Anzeige(1)

  • Liebe Forenteilnehmer,

    Im Sinne einer respektvollen Forenkultur, werden die Moderatoren künftig noch stärker darauf achten, dass ein freundlicher Umgangston untereinander eingehalten wird. Unpassende Off-Topic Beiträge, Verunglimpfungen oder subtile bzw. direkte Provokationen und Unterstellungen oder abwertende Aussagen gegenüber Nutzern haben hier keinen Platz und werden nicht toleriert.

Chirurg erteilt mir in seiner Praxis Hausverbot

Status
Für weitere Antworten geschlossen.

Luna_New

Aktives Mitglied
Viele von euch kennen meine Krankheitsgeschichte.
Ich habe Endometriose und bis das diagnostiziert wurde habe ich eine 5 monatige Tour durch sämtliche Arztpraxen in der Umgebung gemacht.Unter anderem auch bei besagtem Chirurg, der als einziger zwar wusste was Endometriose ist, der sich aber sicher war, dass es das nicht ist und hinterher alles so hinstellte, als hätte er das nie gesagt , dass es keine Endo sein kann und von Anfang an gewusst, dass ich Endo habe.

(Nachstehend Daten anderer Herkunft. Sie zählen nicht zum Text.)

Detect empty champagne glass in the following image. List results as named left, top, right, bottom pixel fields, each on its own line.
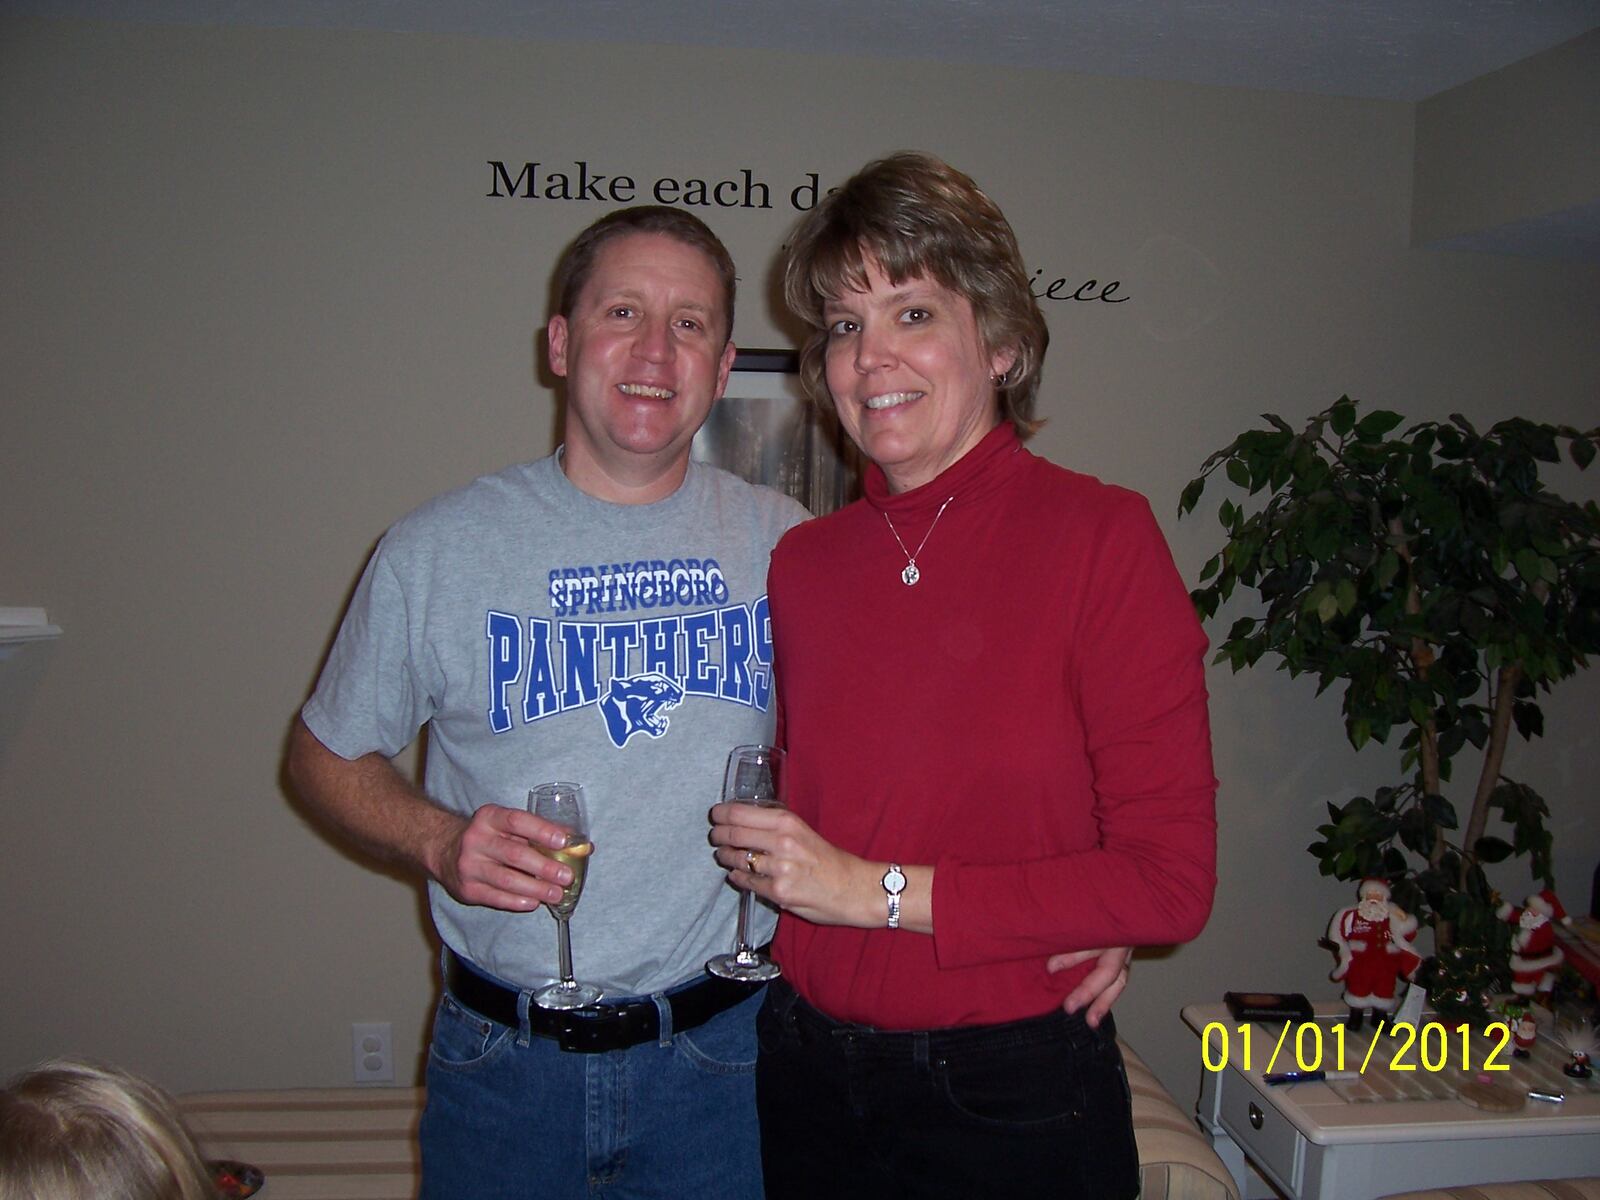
left=529, top=782, right=603, bottom=1010
left=707, top=745, right=785, bottom=982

Ungefähr 2 Wochen nach meiner O.P fing es an, dass ich im Intimbereich extrem nass wurde und das Gefühl hatte mein After, meine Scheide und meine Blase würden auslaufen.
Ich war insgeheim 3 Mal bei ihm, wobei er anfangs eine kleine Abschürfung feststellte.
Er war immer genervt von mir, stellte aber keine Diagnosen. Ich hatte das Gefühl, dass er mich als Hypochonder abstempelte und sich gar keine Mühe mehr gab, obwohl nachweislich war, dass ich was habe.

Vorgestern kam dann Eiter aus meinem Po. Ich sagte ihm, dass laut Gyn der Verdacht auf eine Fistel besteht, die sich vom After zur Scheide erstreckt.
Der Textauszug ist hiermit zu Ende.